Greta Thunberg é o rosto da defesa do planeta e apesar de reconhecer que a prioridade é outra, sublinha que a crise climática também tem impacto nas nossas vidas e também é uma ameaça imediata, mesmo que não seja tão imediata como o coronavírus. A ativista sueca acrescenta que o impacto da crise climática será sentido em todo o planeta e já começou.

O planeta até pode ter parado para podermos combater a pandemia mas continua a fazer-se sentir o resultado de vários anos de maus tratos. Para o Secretário-geral da ONU, António Guterres, chegou o momento de aprendermos com os nossos erros:

"Neste dia da Terra todas as atenções estão voltadas para a pandemia de covid-19, o maior teste que o mundo já enfrentou desde a segunda guerra mundial. Precisamos de ações decisivas para proteger o planeta quer do coronavírus, quer da ameaça das alterações climáticas. A crise atual é uma chamada de atenção sem precedentes. Precisamos de transformar a recuperação numa oportunidade real para fazermos as coisas bem no futuro."

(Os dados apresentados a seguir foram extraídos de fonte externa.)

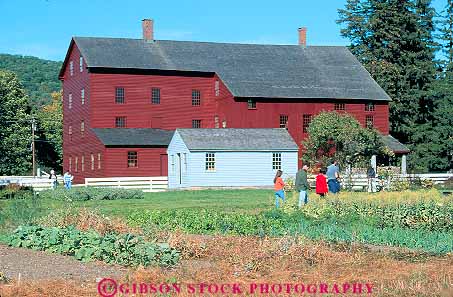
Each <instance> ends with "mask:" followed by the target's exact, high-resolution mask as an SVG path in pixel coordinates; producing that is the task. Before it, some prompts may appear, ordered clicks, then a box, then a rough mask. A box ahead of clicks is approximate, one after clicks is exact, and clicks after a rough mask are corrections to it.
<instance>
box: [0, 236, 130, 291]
mask: <svg viewBox="0 0 453 297" xmlns="http://www.w3.org/2000/svg"><path fill="white" fill-rule="evenodd" d="M0 273H4V274H5V275H6V277H8V278H10V279H14V280H17V279H18V276H19V273H20V275H21V280H22V281H25V282H26V281H42V280H55V279H63V280H77V281H83V282H85V281H86V282H93V283H95V282H96V278H103V277H112V278H119V277H124V276H125V275H126V274H127V273H128V270H127V269H125V268H124V267H121V266H117V265H107V264H103V263H101V262H90V263H83V262H80V261H78V260H76V259H74V258H72V257H69V256H62V255H58V254H50V253H46V252H42V251H33V250H29V249H22V248H12V247H8V246H5V245H0Z"/></svg>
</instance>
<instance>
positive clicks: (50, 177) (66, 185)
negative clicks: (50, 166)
mask: <svg viewBox="0 0 453 297" xmlns="http://www.w3.org/2000/svg"><path fill="white" fill-rule="evenodd" d="M49 179H50V180H52V189H53V190H55V189H56V188H57V185H58V177H57V174H56V173H55V170H53V169H52V170H50V174H49ZM73 179H74V176H73V175H72V174H71V173H70V172H69V171H66V172H65V174H64V175H63V183H64V187H65V188H66V189H68V190H69V189H71V187H72V180H73Z"/></svg>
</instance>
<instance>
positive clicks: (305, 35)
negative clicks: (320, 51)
mask: <svg viewBox="0 0 453 297" xmlns="http://www.w3.org/2000/svg"><path fill="white" fill-rule="evenodd" d="M297 31H299V45H301V46H303V47H306V46H307V28H306V27H301V28H299V29H298V30H297Z"/></svg>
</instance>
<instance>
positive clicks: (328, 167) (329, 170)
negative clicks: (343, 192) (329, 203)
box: [327, 160, 340, 194]
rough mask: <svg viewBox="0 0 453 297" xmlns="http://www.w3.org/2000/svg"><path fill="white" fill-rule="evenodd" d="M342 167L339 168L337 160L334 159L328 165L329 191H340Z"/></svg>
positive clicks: (328, 178)
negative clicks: (338, 167) (340, 174)
mask: <svg viewBox="0 0 453 297" xmlns="http://www.w3.org/2000/svg"><path fill="white" fill-rule="evenodd" d="M339 179H340V169H339V168H338V162H337V160H333V161H332V164H331V165H330V166H329V167H327V185H328V186H329V192H330V193H333V194H336V193H338V192H340V181H339Z"/></svg>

A necessidade é reforçada pelo relatório publicado pelo programa Copernicus, que revela que 2019 foi o ano mais quente de que existem registos e que onze dos 12 anos mais quentes ocorreram nas duas últimas décadas.

As medidas de confinamento por esse mundo fora até têm contribuído para uma ligeira melhoria do meio ambiente mas não são suficientes. Sobretudo se forem repetidos mesmos erros do passado para salvar a economia provocando a destruição do planeta.